Die Wohnsiedlung Stahlwerk Becker um 1920

1916 - an allen Fronten tobt der Erste Weltkrieg, alles wird dem Militär untergeordnet. Folglich kommt das zivile Leben in Deutschland immer mehr zum Erliegen. Umso bemerkenswerter ist, was sich im Protokollbuch des Willicher Gemeinderates unter dem Datum 7.September 1916 findet:

„Das Stahlwerk Becker hier lässt nördlich der Anrather Straße eine Kolonie von Beamten- und Arbeiterwohnungen errichten. Die Anlage ist von Herrn Dr.Hecker,Düsseldorf, in sehr ansprechender Art entworfen. Die projektierte Straße in dem betreffenden Gebiet (dabei handelt es sich um die Marienstraße) soll kleine, für die Allgemeinheit unbedeutende Änderungen erfahren, die der Kolonie einen schöneren und intimeren Charakter verleihen."

Der Plan für den Bau einer großangelegten Kolonie für Beamten- und Arbeiterfamilien stammte bereits aus dem Jahre 1908, als der Krefelder Industrielle Reinhold Becker mit dem Bau seines Stahlwerks auf der grünen Wiese im Westen der beschaulichen Landgemeinde Willich begann. Es sollte sich um eine Mustersiedlung nach dem Vorbild des Krupp'schen Kleinwohnungsbau in Essen handeln - mit ausreichend großen Wohnungen samt Gärten und Ställen, einem Kindergarten, einer Spielwiese, sogar ein Tennisplatz und eine Kegelbahn waren vorgesehen. Umgrenzt war das Areal durch die Anrather Straße im Süden, Weststraße, Wegerhofstraße und Marseillestraße.

Dr.Hecker, seines Zeichens Leiter der sogenannten „Bauberatungsstelle Düsseldorf", hatte sich intensiv mit der vorhandenen Baustruktur in Willich beschäftigt und seine Planungen entsprechend angepasst: „Wenn eine Industrie in eine ländliche Gegend kommt und hier Arbeiterwohnungen in Form von himmelanragenden städtischen Kasernen baut, so ist dies vom allgemeinen und höheren Standort aus zu verurteilen, selbst wenn es im übrigen soziale Augenblicksziele verfolgt."
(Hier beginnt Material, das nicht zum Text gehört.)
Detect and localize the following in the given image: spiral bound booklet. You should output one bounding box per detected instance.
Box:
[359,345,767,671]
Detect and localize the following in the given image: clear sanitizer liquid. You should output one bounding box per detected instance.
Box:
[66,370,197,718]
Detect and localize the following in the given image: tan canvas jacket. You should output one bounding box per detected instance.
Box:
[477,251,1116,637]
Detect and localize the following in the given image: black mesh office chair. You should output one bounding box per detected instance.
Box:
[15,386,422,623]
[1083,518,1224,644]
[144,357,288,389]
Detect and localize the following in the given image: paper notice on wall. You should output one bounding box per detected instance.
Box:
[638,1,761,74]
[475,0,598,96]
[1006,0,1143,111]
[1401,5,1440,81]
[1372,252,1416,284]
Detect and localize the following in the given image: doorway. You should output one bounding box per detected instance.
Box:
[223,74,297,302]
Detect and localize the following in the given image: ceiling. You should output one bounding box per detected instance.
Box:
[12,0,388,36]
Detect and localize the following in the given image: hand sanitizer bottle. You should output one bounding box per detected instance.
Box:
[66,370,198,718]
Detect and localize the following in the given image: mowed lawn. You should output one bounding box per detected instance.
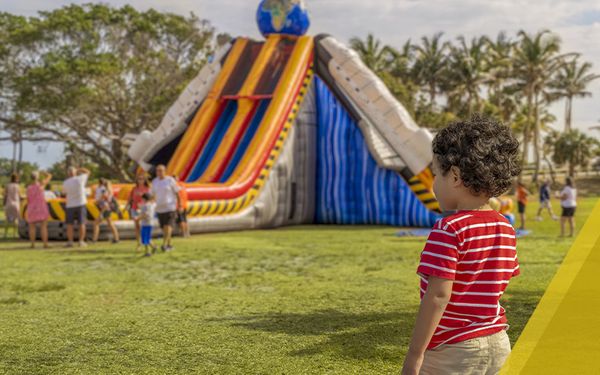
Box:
[0,197,597,374]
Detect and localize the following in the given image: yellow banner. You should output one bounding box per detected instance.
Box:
[501,199,600,374]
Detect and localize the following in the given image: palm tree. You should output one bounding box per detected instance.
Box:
[349,33,395,75]
[549,129,600,176]
[412,32,449,106]
[483,32,515,123]
[444,36,488,116]
[549,58,600,132]
[387,40,414,85]
[512,30,566,181]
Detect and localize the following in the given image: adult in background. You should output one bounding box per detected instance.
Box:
[151,165,181,251]
[559,177,577,237]
[26,171,52,248]
[3,173,21,239]
[515,181,531,231]
[62,166,90,247]
[126,173,151,246]
[92,178,120,243]
[536,178,558,221]
[173,175,190,238]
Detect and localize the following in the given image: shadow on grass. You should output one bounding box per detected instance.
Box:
[214,309,416,361]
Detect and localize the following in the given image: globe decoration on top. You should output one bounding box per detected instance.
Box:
[256,0,310,37]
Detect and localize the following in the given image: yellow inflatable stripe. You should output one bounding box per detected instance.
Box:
[50,201,65,222]
[168,38,249,176]
[218,36,312,186]
[426,202,441,211]
[418,192,436,201]
[187,67,314,217]
[199,201,212,215]
[197,36,281,183]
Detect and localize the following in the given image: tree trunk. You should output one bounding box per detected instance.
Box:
[532,92,541,183]
[17,129,23,174]
[429,82,436,107]
[543,154,556,183]
[569,158,575,177]
[565,96,572,132]
[521,90,533,167]
[11,140,17,173]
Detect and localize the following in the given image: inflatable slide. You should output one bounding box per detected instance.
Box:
[21,0,442,240]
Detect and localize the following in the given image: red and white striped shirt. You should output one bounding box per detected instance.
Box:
[417,210,520,350]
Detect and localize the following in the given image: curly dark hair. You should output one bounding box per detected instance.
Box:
[432,114,521,197]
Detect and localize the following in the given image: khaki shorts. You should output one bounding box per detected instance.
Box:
[420,330,511,375]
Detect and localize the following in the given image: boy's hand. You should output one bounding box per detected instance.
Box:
[401,350,424,375]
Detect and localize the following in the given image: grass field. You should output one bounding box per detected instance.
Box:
[0,197,597,374]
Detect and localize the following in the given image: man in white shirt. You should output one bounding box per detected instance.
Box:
[151,165,181,251]
[62,166,90,247]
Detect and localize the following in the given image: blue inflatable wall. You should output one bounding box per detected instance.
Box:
[314,77,440,227]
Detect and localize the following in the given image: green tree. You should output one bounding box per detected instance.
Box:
[412,32,449,107]
[548,129,600,176]
[0,157,40,186]
[443,36,488,116]
[349,33,395,75]
[5,4,215,181]
[483,32,516,124]
[549,58,600,132]
[512,30,566,180]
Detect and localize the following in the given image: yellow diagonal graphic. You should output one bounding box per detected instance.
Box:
[501,199,600,374]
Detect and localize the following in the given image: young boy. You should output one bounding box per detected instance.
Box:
[138,193,157,257]
[402,115,521,375]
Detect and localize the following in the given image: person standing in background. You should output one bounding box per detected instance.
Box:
[26,171,52,248]
[92,178,120,244]
[62,166,90,247]
[173,175,190,238]
[536,178,558,221]
[138,192,157,257]
[3,173,22,239]
[127,174,151,246]
[151,165,181,252]
[559,177,577,237]
[516,181,531,231]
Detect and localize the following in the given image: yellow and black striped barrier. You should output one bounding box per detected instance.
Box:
[407,167,441,213]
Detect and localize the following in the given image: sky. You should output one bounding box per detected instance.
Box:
[1,0,600,167]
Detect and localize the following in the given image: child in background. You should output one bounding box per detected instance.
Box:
[516,181,531,230]
[138,193,157,256]
[402,115,521,375]
[536,178,558,221]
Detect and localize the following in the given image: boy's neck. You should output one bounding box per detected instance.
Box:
[455,195,492,211]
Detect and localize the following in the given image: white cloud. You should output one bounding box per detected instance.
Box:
[3,0,600,134]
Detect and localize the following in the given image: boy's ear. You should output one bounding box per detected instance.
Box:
[450,166,462,187]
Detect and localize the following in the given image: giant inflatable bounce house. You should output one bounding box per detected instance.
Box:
[23,0,445,240]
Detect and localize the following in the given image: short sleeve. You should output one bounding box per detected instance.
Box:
[417,221,460,280]
[78,174,88,186]
[171,178,181,193]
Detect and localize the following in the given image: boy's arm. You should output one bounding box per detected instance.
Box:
[401,276,453,375]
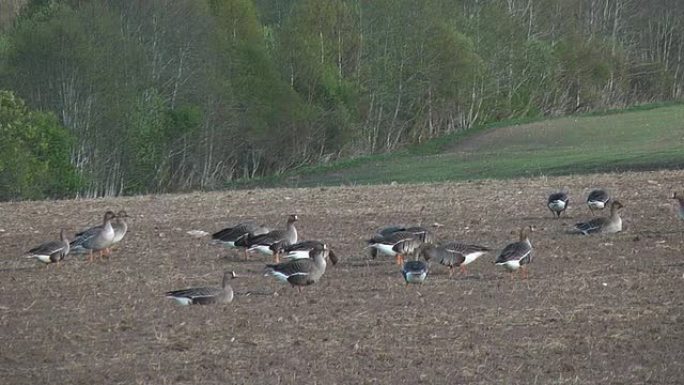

Unmittelbar nach dem Beschluss des Gemeinderates wurden die ersten Baugesuche eingereicht, und zwar für die Beamtenwohnungen Marienstraße 2,4,6 und Werkmeisterstraße 13, sowie die Arbeiterwohnungen Marienstraße 25,27,29,31,33 und Wegerhofstraße 29. Die Baugesuche wurden umgehend genehmigt, Einschränkungen gab es von Seiten der Kriegsamtsstelle: „Die Baustoffe dürfen nur durch Fuhre herangeschafft werden. Zement darf nicht verwendet werden, die Arbeiten sind nur durch nichtdienstpflichtige Leute auszuführen. Frist für die Fertigstellung ist der 15.Februar 1918".

Tatsächlich wurden die projektierten Häuser alle fertiggestellt, wenn auch zum Teil mit erheblichen, kriegsbedingten Verzögerungen. Die Gesamtplanung wurde jedoch nicht einmal ansatzweise vollendet. Auch das lag vor allem am Krieg, aber auch am Niedergang des Stahlwerks in den 1920er Jahren. Der größte Teil der Wohnsiedlung ging durch die Liquidation der Stahlwerke Becker AG 1941 in Privathand über.

Die Wohnsiedlung des Stahlwerks Becker gehört neben der „Kolonie" der Seidenweberei Deuß&Oetker in Schiefbahn zu den erhalten gebliebenen Beispielen für den Wohnsiedlungsbau um 1900 und das Bedürfnis von fortschrittlichen Unternehmern wie Reinhold Becker und Albert Oetker, den Mitarbeitern ihrer Werke einen angemessenen und modernen Wohnraum zur Verfügung zu stellen.